[R] gee and geepack: different results?
mendola@dssm.unipa.it
mendola at dssm.unipa.it
Fri Oct 24 18:22:05 CEST 2003
Hi, I downloaded both gee and geepack, and I am trying to understand the
differences between the two libraries.
I used the same data and estimated the same model, with a correlation
structure autoregressive of order 1. Surprisingly for me, I found very
different results. Coefficients are slightly different in value but
sometimes opposite in sign.
Moreover, the estimate of rho (correlation coefficient) given by gee is
0.5759 (see element 1.2 in the working correlation matrix) while the
estimate given by geese is 0.4519.
Could somebody explain me what happened?
Data are in dati22, which is only a part of the data for the study I
intend to perform. Here what I did ,using first gee and then geese:
> str(dati22)
`data.frame': 47 obs. of 7 variables:
$ TR : Factor w/ 4 levels "7","8","9","11": 1 1 1 1 1 1 1 1 1 1 ...

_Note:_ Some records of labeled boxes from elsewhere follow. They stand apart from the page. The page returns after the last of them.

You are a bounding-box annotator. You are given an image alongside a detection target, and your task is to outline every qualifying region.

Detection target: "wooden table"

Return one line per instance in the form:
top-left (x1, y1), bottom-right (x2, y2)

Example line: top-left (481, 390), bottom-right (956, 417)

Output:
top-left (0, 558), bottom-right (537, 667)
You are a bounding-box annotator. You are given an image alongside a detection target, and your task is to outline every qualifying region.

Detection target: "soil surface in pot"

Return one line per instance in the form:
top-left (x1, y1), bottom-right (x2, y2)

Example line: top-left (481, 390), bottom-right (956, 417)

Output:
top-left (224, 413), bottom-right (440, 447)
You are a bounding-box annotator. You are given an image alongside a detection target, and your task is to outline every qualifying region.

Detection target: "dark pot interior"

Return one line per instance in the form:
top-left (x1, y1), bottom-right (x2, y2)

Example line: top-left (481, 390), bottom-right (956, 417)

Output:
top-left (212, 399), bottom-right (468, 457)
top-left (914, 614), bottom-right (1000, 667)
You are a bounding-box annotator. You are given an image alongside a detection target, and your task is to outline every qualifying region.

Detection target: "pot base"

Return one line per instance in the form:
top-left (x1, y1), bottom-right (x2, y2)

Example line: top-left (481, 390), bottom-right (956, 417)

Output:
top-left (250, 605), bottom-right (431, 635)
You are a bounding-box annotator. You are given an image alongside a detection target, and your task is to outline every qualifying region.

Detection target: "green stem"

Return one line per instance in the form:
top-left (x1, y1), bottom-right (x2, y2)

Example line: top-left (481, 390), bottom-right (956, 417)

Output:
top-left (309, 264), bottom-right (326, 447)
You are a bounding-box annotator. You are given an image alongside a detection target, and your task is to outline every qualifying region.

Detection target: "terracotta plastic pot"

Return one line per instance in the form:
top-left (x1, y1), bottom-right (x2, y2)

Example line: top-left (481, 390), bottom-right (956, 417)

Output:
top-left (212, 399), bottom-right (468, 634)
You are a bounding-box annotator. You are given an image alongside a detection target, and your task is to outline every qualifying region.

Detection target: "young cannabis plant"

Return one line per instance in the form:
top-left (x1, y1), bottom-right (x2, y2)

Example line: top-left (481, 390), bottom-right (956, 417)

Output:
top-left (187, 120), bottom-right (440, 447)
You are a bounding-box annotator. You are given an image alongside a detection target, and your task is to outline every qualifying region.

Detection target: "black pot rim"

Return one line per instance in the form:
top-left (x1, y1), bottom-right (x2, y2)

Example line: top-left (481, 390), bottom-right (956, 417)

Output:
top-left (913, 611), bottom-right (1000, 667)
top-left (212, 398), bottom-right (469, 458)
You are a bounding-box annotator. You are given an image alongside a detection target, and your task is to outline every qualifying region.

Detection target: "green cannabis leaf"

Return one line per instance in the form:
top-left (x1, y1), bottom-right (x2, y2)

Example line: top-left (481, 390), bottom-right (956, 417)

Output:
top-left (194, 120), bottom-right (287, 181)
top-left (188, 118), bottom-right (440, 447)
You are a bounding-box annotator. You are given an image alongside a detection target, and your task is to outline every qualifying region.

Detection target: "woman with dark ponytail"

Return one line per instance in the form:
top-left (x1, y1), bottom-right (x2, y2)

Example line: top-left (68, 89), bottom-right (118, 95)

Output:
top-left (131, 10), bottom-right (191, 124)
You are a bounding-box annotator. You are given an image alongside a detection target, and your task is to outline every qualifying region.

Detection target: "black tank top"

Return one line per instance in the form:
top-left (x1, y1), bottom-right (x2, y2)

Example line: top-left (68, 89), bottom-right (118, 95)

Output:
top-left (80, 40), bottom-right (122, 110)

$ STAT : Factor w/ 3 levels "1","2","3": 1 1 1 1 2 2 2 2 3 3 ...
$ PIANTA: int 2 2 2 2 2 2 2 2 41 41 ...
$ ANLEP : int 1999 1998 1999 1998 1999 1998 1999 1998 1999 1998 ...
$ eta : int 12 11 10 9 11 10 11 10 14 13 ...
$ VCRE : num 5.3 6.9 11 9.9 7.9 9.2 14.2 11.9 10.5 10 ...
$ temp : num 19.7 20.0 19.7 20.0 19.7 ...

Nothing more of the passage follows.